My sister and I constantly bickered over who-was-what-My-Little-Pony or Rainbow Brite character or Care Bear. We would battle it out for the best barbie dolls and whatever toy was around.
We didn’t fight about tea cups that I ever remember. They were revered, whispered about and admired up high out of reach on a display shelf. There was such a diverse collection that it was impossible to determine which one was the best so our rare tea parties were had with the utmost in maturity, pinkies out and prim mouths. We felt like ladies and mimicked behaviors from moves we saw from the “olden days”.
Then, one day, a door slammed too hard, or a shelf was improperly hung, but whatever the case the shelf so high up on the wall came crashing down in a million of pieces of broken porcelain.
My mother was devastated.
I watched. Unable to do anything.
*****
About this same time, my Grandparents house was burnt down by arsonists. Their house was gorgeous. A sprawling south Texas ranch house, filled with treasures including an 18-ft stuffed grizzly bear with his deadly paws and open jaws ready to kill me. … or I thought so as I lay wide awake on the couch starting into its surprisingly life-like eyes.
I stop allowing myself to care. To treasure things. I didn’t realize until the other week when I had this epiphany that my restraint from treasuring things that loving things hurt the people I loved.

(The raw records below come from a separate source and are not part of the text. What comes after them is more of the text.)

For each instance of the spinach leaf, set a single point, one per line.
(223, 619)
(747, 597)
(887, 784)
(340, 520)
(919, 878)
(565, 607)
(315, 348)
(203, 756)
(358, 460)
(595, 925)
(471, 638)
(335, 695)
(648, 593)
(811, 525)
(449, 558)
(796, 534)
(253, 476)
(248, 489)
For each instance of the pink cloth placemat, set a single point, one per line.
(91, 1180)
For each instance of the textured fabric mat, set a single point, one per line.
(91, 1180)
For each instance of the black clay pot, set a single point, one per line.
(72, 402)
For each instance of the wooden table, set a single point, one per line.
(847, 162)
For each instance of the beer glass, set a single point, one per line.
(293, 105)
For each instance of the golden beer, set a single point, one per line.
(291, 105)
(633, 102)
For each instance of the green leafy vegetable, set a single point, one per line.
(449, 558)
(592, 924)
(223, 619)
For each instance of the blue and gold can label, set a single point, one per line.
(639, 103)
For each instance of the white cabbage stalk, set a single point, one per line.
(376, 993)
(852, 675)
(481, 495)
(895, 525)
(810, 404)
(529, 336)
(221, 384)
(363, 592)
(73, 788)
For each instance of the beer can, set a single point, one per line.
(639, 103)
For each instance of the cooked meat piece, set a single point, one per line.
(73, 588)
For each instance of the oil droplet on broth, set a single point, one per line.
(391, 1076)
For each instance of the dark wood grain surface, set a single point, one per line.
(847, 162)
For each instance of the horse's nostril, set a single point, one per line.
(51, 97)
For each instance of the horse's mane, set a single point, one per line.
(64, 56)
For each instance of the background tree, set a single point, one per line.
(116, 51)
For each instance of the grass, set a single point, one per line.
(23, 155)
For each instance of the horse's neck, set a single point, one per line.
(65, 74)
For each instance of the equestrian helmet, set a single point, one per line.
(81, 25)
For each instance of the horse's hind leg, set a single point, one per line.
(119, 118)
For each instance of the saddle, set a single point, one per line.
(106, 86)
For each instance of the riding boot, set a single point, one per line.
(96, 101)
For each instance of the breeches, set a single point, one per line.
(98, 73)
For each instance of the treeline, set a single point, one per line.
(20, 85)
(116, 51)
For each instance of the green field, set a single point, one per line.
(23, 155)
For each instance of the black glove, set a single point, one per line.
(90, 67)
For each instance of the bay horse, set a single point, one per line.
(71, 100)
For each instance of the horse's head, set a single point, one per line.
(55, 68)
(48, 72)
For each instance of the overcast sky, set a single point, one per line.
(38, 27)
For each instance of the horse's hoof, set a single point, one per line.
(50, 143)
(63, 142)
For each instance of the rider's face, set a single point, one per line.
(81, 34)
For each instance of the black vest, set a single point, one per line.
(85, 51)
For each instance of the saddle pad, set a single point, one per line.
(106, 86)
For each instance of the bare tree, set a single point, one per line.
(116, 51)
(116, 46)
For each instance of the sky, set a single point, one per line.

and this isn’t some anti-materialism post at all, I like nice things. Clothing, purses, furniture… I love quality things. I love items from my Great-Grandmother and other relatives but…
I just don’t treasure them. I started to protect myself from the pain I saw happen to ones I loved.
I didn’t know I felt this until about two weeks ago and it was like a bomb was dropped. It’s not necessarily like this information is life changing, it’s just another surprising aspect of who I am that seemingly is insignificant, yet telling, because it’s a defining theme of my life.
I want to protect myself from pain.
I don’t want to feel sad.
So, I protect myself. In too many ways to share, or even to want to be transparent here about.
What things are you protecting yourself from? What is the difference from boundaries, good ones that protect and others that are more of a hedge, protecting us from FEELING? I’m so black and white that the gray areas in life confuse me.
I think this year is about growing up in a lot of ways. But even more than that it’s about opening back up to life, embracing it more as an adult. I don’t want to hide behind a hedge of safety and numbness, but lean in to it all. It’s about boundaries and, in a healthy way, not caring what others think.
I’m not there yet, but somehow defining some of this confusion helps me have direction right now, to keep going forward and know that pain, as much as I want to protect myself and hide, is a large part of my life and managing that in a healthy way is really what matters.